Jeszcze rok temu klub działał nieformalnie, spotykając się głównie w Pieszkowie. Dziś ma osobowość prawną, wsparcie finansowe ze Starostwa Powiatowego i Urzędu Miejskiego w Lubinie, a także stałe miejsce, w którym może rozwijać swoje najważniejsze projekty.

Największym przedsięwzięciem modelarzy jest rozbudowana makieta, przedstawiająca cały cykl produkcji miedzi. Od wydobycia rudy w kopalni, przez transport kolejowy, aż po hutę.

– Teraz kończymy montaż oświetlenia i wstawiamy budynki huty – wyjaśnia Jan Kurowski, pokazując kilka metrów rozstawionych modułów, połączonych torami, podsypką i elementami przemysłowymi.

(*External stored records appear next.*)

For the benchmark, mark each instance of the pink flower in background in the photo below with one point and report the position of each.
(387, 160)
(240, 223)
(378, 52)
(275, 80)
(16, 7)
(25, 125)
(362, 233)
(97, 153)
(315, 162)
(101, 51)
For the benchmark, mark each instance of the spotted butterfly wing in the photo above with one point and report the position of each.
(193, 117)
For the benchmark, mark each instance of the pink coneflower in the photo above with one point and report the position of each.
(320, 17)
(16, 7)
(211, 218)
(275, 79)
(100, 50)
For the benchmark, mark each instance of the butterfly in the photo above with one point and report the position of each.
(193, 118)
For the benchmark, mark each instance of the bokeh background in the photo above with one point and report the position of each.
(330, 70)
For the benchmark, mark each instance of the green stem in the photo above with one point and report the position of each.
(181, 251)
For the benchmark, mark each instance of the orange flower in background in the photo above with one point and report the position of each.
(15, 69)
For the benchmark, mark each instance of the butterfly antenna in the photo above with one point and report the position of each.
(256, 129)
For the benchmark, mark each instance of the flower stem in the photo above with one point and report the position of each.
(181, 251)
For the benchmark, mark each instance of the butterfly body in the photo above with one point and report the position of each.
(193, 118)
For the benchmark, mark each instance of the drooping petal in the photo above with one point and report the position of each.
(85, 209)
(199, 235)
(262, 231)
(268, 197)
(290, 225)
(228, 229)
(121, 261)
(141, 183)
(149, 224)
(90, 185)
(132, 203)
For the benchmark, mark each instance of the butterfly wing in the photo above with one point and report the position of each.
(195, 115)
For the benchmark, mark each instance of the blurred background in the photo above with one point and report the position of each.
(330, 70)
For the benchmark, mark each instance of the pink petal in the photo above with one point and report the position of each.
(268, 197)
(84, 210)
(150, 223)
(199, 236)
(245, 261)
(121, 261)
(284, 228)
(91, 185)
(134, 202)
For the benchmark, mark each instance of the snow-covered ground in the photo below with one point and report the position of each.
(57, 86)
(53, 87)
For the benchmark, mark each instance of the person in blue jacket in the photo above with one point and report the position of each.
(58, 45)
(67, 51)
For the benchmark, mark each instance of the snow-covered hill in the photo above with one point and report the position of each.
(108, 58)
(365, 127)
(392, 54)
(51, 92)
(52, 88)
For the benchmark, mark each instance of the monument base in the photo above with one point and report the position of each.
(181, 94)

W pracach pomaga coraz więcej młodych osób. Jednym z nich jest Michał Kwiatkowski, uczeń technikum, który do klubu dołączył miesiąc temu.

– Wydrukowałem na drukarce 3D model kopalni, a potem polowałem go i dopasowywałem do makiety – opowiada. – Jak mam wolną chwilę to tu przychodzę. Fajna atmosfera, można się dużo nauczyć.

Michał zajmuje się również elektroniką. Dzięki temu na makiecie pojawiają się świecące instalacje, sygnalizatory, oświetlenie szybów i budynków.

– Staramy się odwzorować to jak najbardziej realistycznie – dodaje.

Obecnie w klubie działa kilkanaście osób. Spotkania odbywają się głównie we wtorki, ale – jak mówią członkowie – kto ma chwilę i chęci, zawsze może przyjść i pomóc.

– Kto chce do nas dołączyć, jest mile widziany. Młodsze osoby mogą uczestniczyć pod opieką rodzica. To hobby, które uczy cierpliwości, dokładności i daje dużo satysfakcji – podkreśla Kurowski.

Członkowie klubu liczą, że makieta będzie gotowa na Barbórkę, kiedy będzie można zaprezentować ją szerszej publiczności.

– To projekt serca. Chcemy pokazać, jak wygląda świat miedzi – dodaje prezes.